Built on the factory model, mass education taught basic reading, writing, and arithmetic, a bit of history and other subjects. This was the "overt curriculum." But beneath it lay an invisible or "covert curriculum" that was far more basic. It consisted—and still does in most industrial nations—of three courses: one in punctuality, one in obedience, and one in rote, repetitive work. Factory labor demanded workers who showed up on time, especially assembly-line hands. It demanded workers who would take orders from a management hierarchy without questioning. And it demanded men and women prepared to slave away at machines or in offices, performing brutally repetitious operations.

The explanation of the third wave was considered impossible by naysayers, but the future described in 1980 is with us now.

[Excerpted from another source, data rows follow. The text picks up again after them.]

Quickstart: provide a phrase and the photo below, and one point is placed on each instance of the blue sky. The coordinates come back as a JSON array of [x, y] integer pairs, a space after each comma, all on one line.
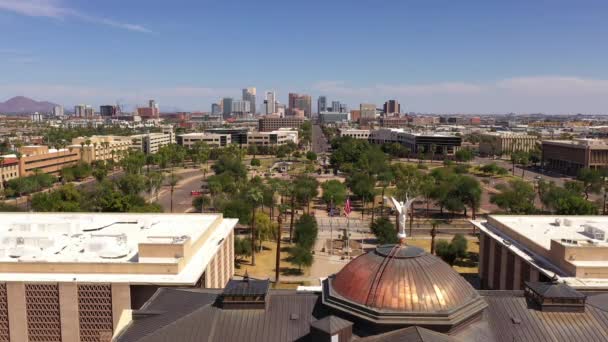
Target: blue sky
[[476, 56]]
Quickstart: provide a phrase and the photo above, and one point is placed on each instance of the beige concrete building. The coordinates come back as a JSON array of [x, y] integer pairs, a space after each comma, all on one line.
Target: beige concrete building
[[9, 169], [279, 137], [362, 134], [569, 156], [569, 249], [46, 160], [211, 139], [102, 147], [500, 144], [150, 143], [271, 123], [70, 277]]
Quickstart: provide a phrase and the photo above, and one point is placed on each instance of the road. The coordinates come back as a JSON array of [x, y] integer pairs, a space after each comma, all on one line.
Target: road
[[319, 140], [182, 200]]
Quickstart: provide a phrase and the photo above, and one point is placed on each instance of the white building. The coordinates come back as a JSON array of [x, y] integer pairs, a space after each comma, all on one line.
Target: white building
[[362, 134], [211, 139], [150, 143], [280, 137], [72, 277], [270, 102]]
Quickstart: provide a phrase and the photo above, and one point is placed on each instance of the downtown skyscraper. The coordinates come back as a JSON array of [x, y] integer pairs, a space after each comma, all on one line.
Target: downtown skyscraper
[[249, 94]]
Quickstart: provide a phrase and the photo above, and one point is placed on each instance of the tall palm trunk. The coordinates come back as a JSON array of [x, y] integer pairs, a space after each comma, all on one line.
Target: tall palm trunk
[[253, 237]]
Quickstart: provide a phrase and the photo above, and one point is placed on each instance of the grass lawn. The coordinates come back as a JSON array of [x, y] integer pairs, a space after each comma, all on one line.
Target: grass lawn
[[265, 264], [467, 265]]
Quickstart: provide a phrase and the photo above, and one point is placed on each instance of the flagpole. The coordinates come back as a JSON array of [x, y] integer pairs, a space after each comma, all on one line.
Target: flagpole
[[331, 230]]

For example, the Tofflers explain why traffic patterns changed in cities such as Lisbon.

Reflection on 2024

Ultimately the Tofflers taught me to understand established institutions as the result of forces in society, and to see historical change happening around me. For example, to see the way new technology changes relations and institutions. This becomes critically important when you or your company are disruptive:

  • At Altitude Software, contact centers were disruptive of internal silos. For example, when a customer asks an insurance company "How much do I owe you?", the answer cannot be "What policies do you have? We have to check with each department".

  • At Farfetch, the purpose was to enable luxury creators and curators to reach buyers worldwide, later combined with the ability to blend the online interactions into the in-store experience. The purpose was to lead the online disruption of traditional luxury business, for the love of fashion.

  • At MillenniumBCP, the Cloud Center of Excellence leads the introduction of modern development practices such as CI/CD pipelines and observability, disrupting software that has been evolving for decades.

Why I bought this book

We had a nephew studying Management in the Polytechnic University of Viseu that read and let the book to us together with a strong recommendation. We kind of destroyed the book during the Summer, so we bought a new book for her, and kept the old book for yourself, photographed above.